U.S. foodservice outlook brightens

By

SeafoodSource staff

Published on
March 30, 2010

The National Restaurant Association’s Restaurant Performance Index (RPI) rose to its highest level in 27 months in February, the Washington, D.C., organization announced on Wednesday.

Fueled by significant improvement in restaurant operators’ outlooks for sales growth, capital spending and staffing, the comprehensive index of restaurant activity stood at 99, up 0.7 percent from January and its highest level since November 2007.

“The RPI’s strong gain in February was the result of broad-based improvements among the forward-looking indicators,” said Hudson Riehle, NRA senior VP of research and knowledge. “Restaurant operators’ optimism for sales growth stood at its strongest level in 29 months, with capital spending plans also rising to a two-year high. In addition, restaurant operators reported a positive outlook for staffing gains for the first time in more than two years. This bodes well for replacing the more than 280,000 eating and drinking place jobs lost during the recession.”

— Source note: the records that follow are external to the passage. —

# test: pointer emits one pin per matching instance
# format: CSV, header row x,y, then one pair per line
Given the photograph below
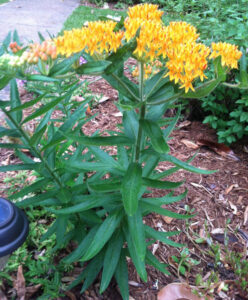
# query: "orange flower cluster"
x,y
44,51
98,37
14,47
186,63
149,69
187,59
229,54
147,17
177,43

However, same-store sales and customer traffic still remain soft. The Current Situation Index (CSI), which measures same-store sales, traffic, labor and capital expenditures, stood at 96.7 in February, up just 0.1 percent from January. The CSI remained below 100 for the 30th consecutive month, which signifies a contraction.

Overall, restaurant operators reported negative same-store sales for the 21st consecutive month in February, similar to January; 28 percent of operators reported a same-store sales gain between February 2009 and February 2010, compared with 27 percent in January, while 57 percent of operators reported a same-store sales decline in February, the same as in January.

Customer traffic also remained weak in February, as operators reported net negative traffic for the 30th consecutive month. One-quarter of operators reported an increase in customer traffic between February 2009 and February 2010, down slightly from 26 percent in January, while 55 percent of operators reported a traffic decline in February, compared to 54 percent the previous month.

Between two-thirds and three-quarters of the U.S. seafood supply is consumed away from home.